Nel 1982 c’è Borotalco: "Per la prima volta, con un regista, non mi sentivo più come una studentessa nella stanza dei professori: Carlo era un ragazzo come me, nel camper ascoltavamo Jimi Hendrix!". La chimica è perfetta, il film è un grande successo, arriva il David di Donatello come migliore attrice protagonista. Lavora anche con Celentano, è un nome forte per il botteghino, e continua a inanellare successi. Intorno ai 30 anni, è un’attrice splendente e perfettamente consapevole.
Poi il divorzio da Rizzoli nel 1984. "Da allora sono stata estromessa brutalmente da cinema e tv". Torna a lavorare con Verdone in Compagni di scuola (1988), il film più chiaroscurale di Carlo. Nella sua vita privata appare Massimo Ciavarro. "Era un ragazzo che aveva sofferto, aveva perso il padre molto presto. Con lui ho avuto il mio secondo figlio, siamo andati a vivere in campagna". Una vita inquieta, sempre alla ricerca di un centro di gravità permanente.

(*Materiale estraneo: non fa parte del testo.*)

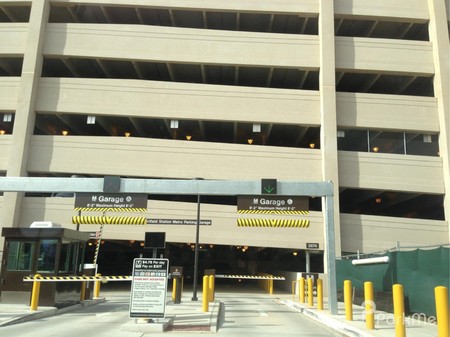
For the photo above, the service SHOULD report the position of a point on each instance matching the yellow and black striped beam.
(76, 278)
(109, 220)
(255, 211)
(110, 209)
(276, 223)
(251, 277)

Gli anni Novanta e Duemila saranno quelli della tv. Nel 2009, la seconda regia cinematografica, L’ultima estate, prodotto con Ciavarro. Nel 2018 partecipa a Ballando con le stelle e al Grande Fratello vip. È stata intelligente, spiritosa, vitale, modernissima. Un anno fa, Carlo Conti le aveva consegnato un meritato David alla carriera.